Hospital Staff Training Improves Palliative Care Processes

In-hospital intervention leads to improvements in quality end points for end-of-life care

MONDAY, Feb. 3, 2014 (HealthDay News) -- A hospital staff education intervention can improve several processes of palliative care in the inpatient setting, according to a study published online Jan. 21 in the Journal of General Internal Medicine.

F. Amos Bailey, M.D., from the Birmingham/Atlanta Geriatric Research, Education, and Clinical Center in Alabama, and colleagues evaluated the effectiveness of a multimodal intervention strategy to improve processes of end-of-life care in inpatient settings at six Veterans Affairs Medical Centers. The intervention consisted of staff training for all hospital providers to identify actively dying patients and implement best practices from home-based hospice care. Quality end points for end-of-life care (last seven days) were extracted from the electronic medical records of 6,066 veterans who died before or after the intervention.

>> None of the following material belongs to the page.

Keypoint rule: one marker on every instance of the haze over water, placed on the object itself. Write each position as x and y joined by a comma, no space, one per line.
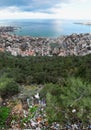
45,27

The researchers observed significant intervention effects for orders of opioid pain medication, antipsychotic medications, benzodiazepines, and scopolamine for death rattle (odds ratios [ORs], 1.39, 1.98, 1.39, and 2.77, respectively). There were also significant intervention effects seen for sublingual administration (OR, 4.12), nasogastric tubes (OR, 0.71), and advance directives (OR, 1.47). Location of death, do-not-resuscitate orders, intravenous lines, and restraints were not significantly affected by the intervention.

"This broadly-targeted intervention strategy led to modest but statistically significant changes in several processes of care, indicating its potential for widespread dissemination to improve end-of-life care for thousands of patients who die each year in inpatient settings," the authors write.